J'avais adoré le livre de Lionel Shriver qui racontait avec une grande simplicité et une parfaite linéarité le calvaire d'une mère qui donne le jour à un enfant qui incarne le mal. Et comme c'est impossible, qu'un enfant soit le mal incarné, elle cherche, désespérément, à comprendre, à savoir ce elle a fait de travers, où, pourquoi, comment. Bien sûr, elle aimait son travail, voyager, toutes choses auxquelles elle a du renoncer. Mais, dès l'arrivée de Kevin, elle s'est consacrée à son devoir de mère avec un zèle exemplaire.

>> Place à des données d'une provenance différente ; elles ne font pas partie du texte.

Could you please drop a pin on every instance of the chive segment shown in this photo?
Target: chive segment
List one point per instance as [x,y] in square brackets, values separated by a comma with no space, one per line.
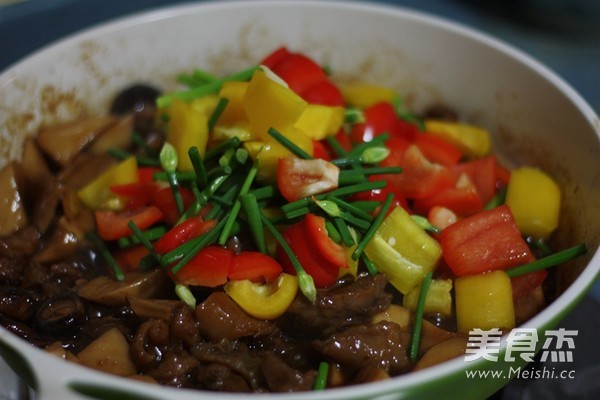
[416,334]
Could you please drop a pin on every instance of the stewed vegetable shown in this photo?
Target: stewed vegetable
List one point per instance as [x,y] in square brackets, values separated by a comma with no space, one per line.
[270,230]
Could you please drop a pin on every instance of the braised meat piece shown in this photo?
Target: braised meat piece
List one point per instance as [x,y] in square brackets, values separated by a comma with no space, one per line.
[341,306]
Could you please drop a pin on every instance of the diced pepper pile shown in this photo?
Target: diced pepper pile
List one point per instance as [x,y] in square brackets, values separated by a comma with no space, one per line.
[321,181]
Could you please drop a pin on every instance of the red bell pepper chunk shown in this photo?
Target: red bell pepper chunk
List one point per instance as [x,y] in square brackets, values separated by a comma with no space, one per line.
[183,232]
[299,71]
[438,150]
[463,199]
[138,194]
[320,150]
[316,232]
[420,178]
[255,266]
[112,225]
[298,178]
[487,241]
[324,273]
[482,172]
[323,92]
[164,200]
[210,268]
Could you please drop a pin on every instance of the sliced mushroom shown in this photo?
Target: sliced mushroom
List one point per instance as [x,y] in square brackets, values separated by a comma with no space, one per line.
[13,215]
[65,240]
[109,353]
[105,290]
[152,308]
[60,315]
[62,143]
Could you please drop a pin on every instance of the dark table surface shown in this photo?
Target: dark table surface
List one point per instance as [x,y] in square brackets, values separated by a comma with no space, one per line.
[562,34]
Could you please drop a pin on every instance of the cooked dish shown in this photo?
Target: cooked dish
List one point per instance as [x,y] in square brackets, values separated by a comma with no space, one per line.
[269,231]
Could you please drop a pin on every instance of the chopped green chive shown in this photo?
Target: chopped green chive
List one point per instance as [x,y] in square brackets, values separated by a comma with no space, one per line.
[107,255]
[416,334]
[374,226]
[322,374]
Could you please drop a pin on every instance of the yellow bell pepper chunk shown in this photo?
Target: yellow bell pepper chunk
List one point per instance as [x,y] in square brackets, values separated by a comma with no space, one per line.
[270,104]
[264,301]
[319,121]
[97,194]
[234,113]
[484,301]
[403,251]
[534,199]
[438,299]
[188,127]
[363,95]
[472,141]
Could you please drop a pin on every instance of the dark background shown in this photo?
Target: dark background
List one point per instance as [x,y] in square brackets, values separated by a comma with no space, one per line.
[562,34]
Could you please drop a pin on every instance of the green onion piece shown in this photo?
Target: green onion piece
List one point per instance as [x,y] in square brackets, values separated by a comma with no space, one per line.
[216,114]
[374,155]
[371,171]
[346,177]
[370,265]
[168,157]
[184,253]
[374,226]
[121,154]
[233,214]
[150,234]
[185,294]
[351,208]
[231,143]
[219,171]
[169,161]
[198,164]
[106,254]
[288,144]
[425,224]
[185,176]
[345,232]
[322,374]
[376,141]
[329,207]
[366,205]
[206,89]
[265,192]
[497,200]
[250,206]
[307,285]
[549,261]
[305,281]
[336,146]
[339,192]
[241,156]
[416,334]
[354,116]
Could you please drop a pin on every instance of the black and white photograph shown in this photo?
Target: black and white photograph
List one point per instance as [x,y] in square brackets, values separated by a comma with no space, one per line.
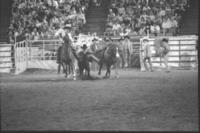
[99,65]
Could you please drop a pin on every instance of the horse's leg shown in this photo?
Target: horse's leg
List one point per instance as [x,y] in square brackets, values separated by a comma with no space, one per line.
[100,67]
[73,71]
[59,66]
[64,69]
[88,70]
[107,71]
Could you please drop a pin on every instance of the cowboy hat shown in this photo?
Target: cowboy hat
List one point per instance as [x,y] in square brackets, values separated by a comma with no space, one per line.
[67,26]
[84,46]
[145,40]
[165,40]
[106,39]
[94,39]
[121,39]
[126,37]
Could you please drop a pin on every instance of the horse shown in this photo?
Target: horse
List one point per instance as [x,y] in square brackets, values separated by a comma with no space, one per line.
[83,64]
[67,57]
[108,55]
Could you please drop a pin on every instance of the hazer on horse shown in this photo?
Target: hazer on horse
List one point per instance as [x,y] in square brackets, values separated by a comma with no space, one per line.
[85,56]
[66,55]
[108,55]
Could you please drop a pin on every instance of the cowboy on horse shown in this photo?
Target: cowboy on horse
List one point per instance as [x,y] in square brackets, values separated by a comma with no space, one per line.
[66,54]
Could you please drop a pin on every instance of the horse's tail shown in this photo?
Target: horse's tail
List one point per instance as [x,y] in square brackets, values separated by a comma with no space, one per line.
[74,53]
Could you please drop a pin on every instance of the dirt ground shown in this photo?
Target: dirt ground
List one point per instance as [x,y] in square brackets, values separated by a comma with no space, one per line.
[137,101]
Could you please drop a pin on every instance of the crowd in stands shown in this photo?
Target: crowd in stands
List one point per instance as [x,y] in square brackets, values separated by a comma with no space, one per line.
[39,19]
[142,17]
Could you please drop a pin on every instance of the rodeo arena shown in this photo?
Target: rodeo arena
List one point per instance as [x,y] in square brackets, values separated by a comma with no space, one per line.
[99,65]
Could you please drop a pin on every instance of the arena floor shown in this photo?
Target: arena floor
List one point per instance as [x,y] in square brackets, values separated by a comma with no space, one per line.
[137,101]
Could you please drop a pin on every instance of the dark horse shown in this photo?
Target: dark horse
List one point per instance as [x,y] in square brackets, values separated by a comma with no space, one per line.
[108,56]
[67,57]
[83,64]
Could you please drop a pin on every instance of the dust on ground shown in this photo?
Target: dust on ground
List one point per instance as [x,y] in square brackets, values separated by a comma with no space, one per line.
[137,101]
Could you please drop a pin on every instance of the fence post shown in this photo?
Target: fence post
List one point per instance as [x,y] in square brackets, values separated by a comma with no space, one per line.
[179,53]
[43,49]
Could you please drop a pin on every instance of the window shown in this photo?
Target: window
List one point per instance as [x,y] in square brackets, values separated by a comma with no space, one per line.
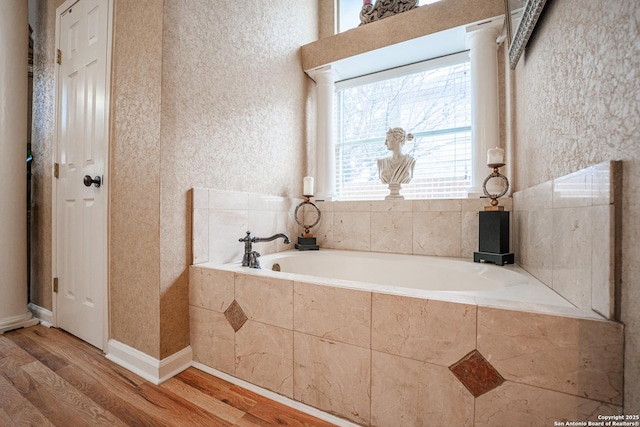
[432,101]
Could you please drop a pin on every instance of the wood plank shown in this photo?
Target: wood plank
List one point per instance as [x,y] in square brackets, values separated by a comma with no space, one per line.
[39,397]
[48,377]
[182,411]
[16,410]
[203,400]
[119,403]
[274,413]
[216,388]
[70,398]
[40,353]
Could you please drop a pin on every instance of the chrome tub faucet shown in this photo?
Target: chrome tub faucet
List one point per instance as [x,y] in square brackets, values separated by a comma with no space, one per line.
[250,257]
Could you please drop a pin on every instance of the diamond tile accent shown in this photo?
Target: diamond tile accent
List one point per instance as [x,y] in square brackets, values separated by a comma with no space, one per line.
[476,373]
[235,316]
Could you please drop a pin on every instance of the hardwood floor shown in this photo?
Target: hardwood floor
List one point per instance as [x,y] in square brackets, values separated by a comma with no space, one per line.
[50,378]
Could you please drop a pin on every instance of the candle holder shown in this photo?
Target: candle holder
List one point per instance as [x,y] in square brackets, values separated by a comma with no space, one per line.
[494,197]
[306,242]
[493,236]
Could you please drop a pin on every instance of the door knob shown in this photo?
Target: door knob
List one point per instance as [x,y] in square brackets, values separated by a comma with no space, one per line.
[88,181]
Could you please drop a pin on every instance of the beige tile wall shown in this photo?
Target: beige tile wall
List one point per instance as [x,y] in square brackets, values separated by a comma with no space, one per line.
[422,227]
[384,360]
[565,235]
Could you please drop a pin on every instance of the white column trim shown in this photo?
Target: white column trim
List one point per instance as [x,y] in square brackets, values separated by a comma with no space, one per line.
[485,106]
[151,369]
[44,315]
[325,78]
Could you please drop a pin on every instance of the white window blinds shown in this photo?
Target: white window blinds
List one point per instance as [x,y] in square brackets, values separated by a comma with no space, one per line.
[431,100]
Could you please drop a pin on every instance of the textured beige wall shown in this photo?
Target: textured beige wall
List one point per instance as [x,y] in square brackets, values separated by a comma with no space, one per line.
[42,16]
[134,237]
[234,102]
[577,104]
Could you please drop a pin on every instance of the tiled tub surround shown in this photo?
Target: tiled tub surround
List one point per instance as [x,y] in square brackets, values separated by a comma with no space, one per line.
[421,227]
[565,235]
[220,218]
[385,360]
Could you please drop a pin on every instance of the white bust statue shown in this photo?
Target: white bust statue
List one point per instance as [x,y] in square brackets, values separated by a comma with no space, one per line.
[396,169]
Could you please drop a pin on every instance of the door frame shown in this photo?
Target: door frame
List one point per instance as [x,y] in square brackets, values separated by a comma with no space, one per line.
[106,174]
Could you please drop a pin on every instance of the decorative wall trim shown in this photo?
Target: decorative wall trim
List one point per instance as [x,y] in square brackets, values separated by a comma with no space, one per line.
[45,316]
[151,369]
[532,12]
[310,410]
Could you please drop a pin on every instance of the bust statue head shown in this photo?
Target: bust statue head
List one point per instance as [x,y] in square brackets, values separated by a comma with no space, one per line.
[396,137]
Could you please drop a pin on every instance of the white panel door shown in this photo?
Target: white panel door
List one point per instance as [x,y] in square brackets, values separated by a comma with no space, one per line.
[81,209]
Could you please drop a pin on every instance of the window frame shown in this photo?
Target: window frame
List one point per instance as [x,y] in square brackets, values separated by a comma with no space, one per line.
[403,70]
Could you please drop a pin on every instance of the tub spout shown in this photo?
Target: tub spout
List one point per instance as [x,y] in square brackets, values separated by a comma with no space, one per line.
[275,236]
[250,257]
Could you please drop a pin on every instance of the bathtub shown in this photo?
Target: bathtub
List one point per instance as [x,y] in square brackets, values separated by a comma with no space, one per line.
[450,279]
[364,333]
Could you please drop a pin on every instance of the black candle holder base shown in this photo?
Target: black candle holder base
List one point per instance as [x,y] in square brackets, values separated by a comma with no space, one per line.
[307,244]
[498,259]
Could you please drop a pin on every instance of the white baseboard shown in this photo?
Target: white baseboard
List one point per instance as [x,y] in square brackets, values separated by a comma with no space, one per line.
[16,322]
[310,410]
[151,369]
[45,316]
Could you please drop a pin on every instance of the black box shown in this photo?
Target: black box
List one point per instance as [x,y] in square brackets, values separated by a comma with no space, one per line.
[493,238]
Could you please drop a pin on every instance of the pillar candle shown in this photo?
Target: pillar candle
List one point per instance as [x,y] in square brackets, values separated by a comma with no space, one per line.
[495,156]
[307,186]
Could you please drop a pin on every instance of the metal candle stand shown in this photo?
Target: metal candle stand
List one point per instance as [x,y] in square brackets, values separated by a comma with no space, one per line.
[307,242]
[493,236]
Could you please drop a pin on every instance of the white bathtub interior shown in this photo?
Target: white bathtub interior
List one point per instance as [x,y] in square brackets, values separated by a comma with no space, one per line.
[447,279]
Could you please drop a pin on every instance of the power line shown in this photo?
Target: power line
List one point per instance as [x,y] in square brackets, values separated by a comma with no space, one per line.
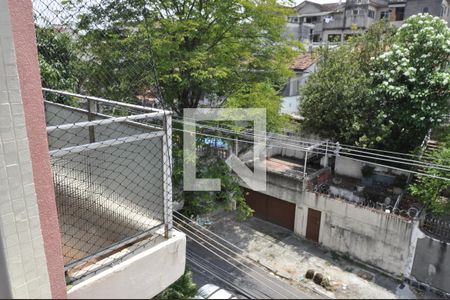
[216,271]
[224,240]
[203,267]
[321,151]
[379,157]
[313,141]
[197,237]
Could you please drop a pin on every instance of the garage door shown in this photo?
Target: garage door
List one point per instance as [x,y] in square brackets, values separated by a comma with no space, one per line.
[271,209]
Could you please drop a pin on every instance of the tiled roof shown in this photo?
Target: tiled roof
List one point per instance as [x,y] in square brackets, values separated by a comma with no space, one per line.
[329,6]
[302,62]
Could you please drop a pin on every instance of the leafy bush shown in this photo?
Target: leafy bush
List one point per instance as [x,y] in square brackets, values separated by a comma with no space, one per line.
[367,171]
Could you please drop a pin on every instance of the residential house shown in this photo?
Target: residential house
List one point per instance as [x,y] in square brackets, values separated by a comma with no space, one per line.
[399,10]
[326,199]
[303,66]
[332,23]
[86,201]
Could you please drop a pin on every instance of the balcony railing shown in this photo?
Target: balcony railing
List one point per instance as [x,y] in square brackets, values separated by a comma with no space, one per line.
[112,177]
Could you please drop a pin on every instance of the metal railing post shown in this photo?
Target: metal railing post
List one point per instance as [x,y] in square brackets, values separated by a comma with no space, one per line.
[167,173]
[92,110]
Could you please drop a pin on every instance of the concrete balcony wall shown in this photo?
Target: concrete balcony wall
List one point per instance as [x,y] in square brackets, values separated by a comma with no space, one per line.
[144,275]
[374,237]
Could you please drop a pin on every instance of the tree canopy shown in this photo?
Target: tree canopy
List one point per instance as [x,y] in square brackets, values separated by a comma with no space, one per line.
[58,59]
[384,94]
[190,49]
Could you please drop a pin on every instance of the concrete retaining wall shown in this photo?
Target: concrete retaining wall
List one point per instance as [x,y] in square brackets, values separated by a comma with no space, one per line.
[374,237]
[431,264]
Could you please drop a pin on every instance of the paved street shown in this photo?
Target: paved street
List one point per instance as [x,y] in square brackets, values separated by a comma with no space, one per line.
[290,256]
[248,282]
[211,262]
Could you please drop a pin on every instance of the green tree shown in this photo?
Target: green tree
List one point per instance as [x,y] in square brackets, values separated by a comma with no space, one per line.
[382,90]
[336,101]
[209,165]
[431,191]
[191,49]
[412,81]
[183,288]
[58,59]
[260,95]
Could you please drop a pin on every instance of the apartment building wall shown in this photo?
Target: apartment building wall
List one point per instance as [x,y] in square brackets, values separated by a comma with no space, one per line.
[374,237]
[28,222]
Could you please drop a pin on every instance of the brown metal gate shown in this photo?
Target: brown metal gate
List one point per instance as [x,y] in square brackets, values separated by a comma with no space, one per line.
[271,209]
[313,226]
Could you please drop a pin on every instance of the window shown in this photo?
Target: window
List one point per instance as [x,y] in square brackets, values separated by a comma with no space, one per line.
[316,38]
[384,15]
[311,19]
[334,38]
[399,13]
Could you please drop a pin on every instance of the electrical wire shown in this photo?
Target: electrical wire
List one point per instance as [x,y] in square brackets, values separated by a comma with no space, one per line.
[312,141]
[244,253]
[321,151]
[197,237]
[330,145]
[216,271]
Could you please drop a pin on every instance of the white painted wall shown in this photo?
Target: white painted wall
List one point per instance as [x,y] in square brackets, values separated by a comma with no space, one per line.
[143,276]
[20,227]
[290,105]
[371,236]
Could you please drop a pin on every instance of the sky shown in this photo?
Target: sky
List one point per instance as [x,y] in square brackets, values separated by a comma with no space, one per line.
[317,1]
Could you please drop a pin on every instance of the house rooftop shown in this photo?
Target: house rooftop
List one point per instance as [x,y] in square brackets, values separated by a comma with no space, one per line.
[302,62]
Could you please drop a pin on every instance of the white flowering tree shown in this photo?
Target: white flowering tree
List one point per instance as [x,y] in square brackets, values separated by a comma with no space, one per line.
[412,81]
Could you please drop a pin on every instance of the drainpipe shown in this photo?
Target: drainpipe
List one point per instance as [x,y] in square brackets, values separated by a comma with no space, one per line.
[306,160]
[5,288]
[344,21]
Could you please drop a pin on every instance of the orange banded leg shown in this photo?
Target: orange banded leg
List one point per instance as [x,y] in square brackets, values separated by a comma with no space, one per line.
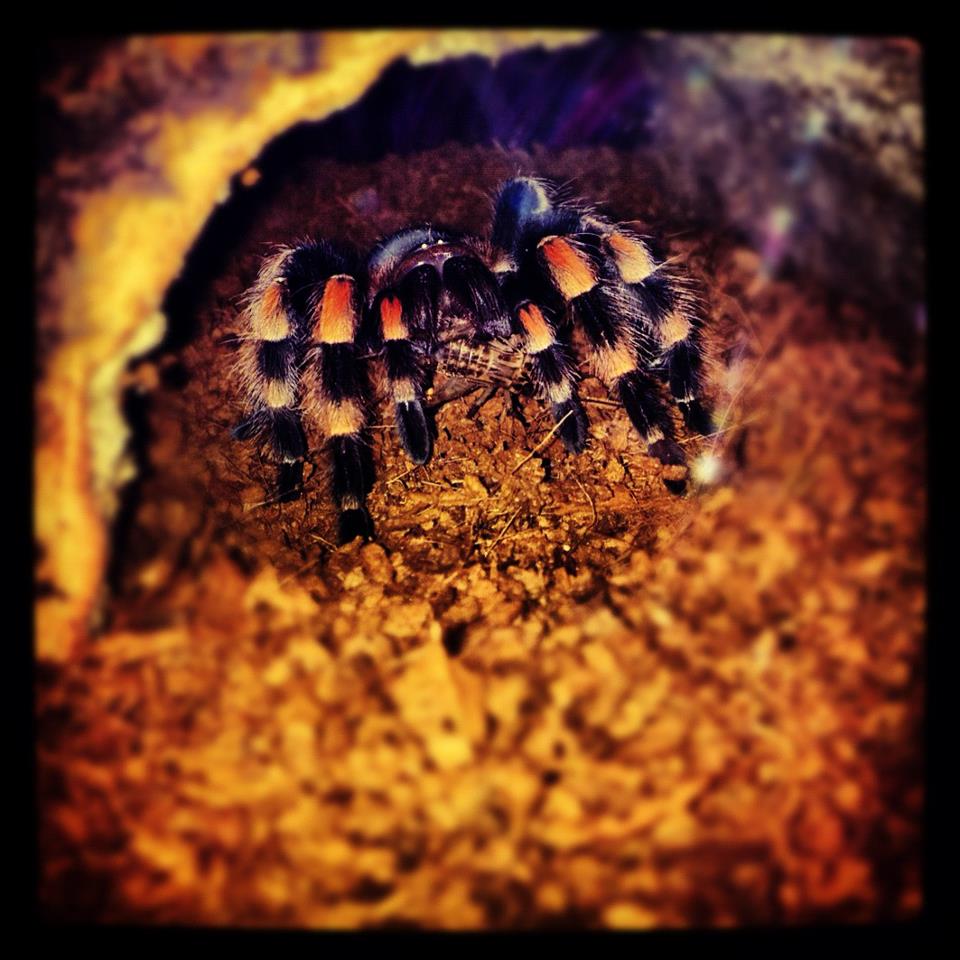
[617,367]
[404,376]
[269,363]
[555,375]
[668,317]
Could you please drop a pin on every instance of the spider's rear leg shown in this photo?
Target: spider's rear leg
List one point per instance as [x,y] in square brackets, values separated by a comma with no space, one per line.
[555,376]
[669,316]
[337,403]
[398,312]
[269,363]
[615,354]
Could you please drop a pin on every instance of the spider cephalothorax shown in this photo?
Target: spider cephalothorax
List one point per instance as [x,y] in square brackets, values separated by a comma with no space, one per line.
[430,299]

Pendant sa première année de vie, Kevin crie, tout le temps. (Au point que le film nous montre Eva arrétant la poussette près d'un marteau piqueur pour que le bruit du marteau camoufle, un moment, les cris du bébé). Ensuite, il ne veut pas marcher, il ne veut pas jouer, il refuse toutes les sollicitations de sa mère, mais le diagnostic médical est sans bavure, non non, Kévin n'est pas autiste, juste un peu en retard pour certaines choses peut être. A sept ans, il faut encore lui mettre des couches. Mais plus il grandit, plus son hostilité à l'égard de la mère s'accentue: par exemple, quand elle recouvre de façon originale les murs de son bureau, il vient les saloper à grands coups de feutre et de peinture. Avec le père, Franklin (John Reilly) son comportement est presque normal, au point que celui ci ne veut pas voir que Kevin va mal. Quand arrive une petite soeur, Kevin ne manifeste pas d'aversion très apparente, mais il va lui faire du mal, subtilement, sournoisement, la traiter comme un chien au point que la pauvre petite pense qu'elle est très bête, tuer son hamster.... Et, avec la mère, un soin perpétuel, sans relache, mis à blesser, à rejeter, à ridiculiser tous ses efforts de rapprochement affectif. Et elle, toujours d'humeur égale, s'employant à demander, à solliciter, à comprendre....
Jusqu'au jour où ça finira très mal -comme à Columbine.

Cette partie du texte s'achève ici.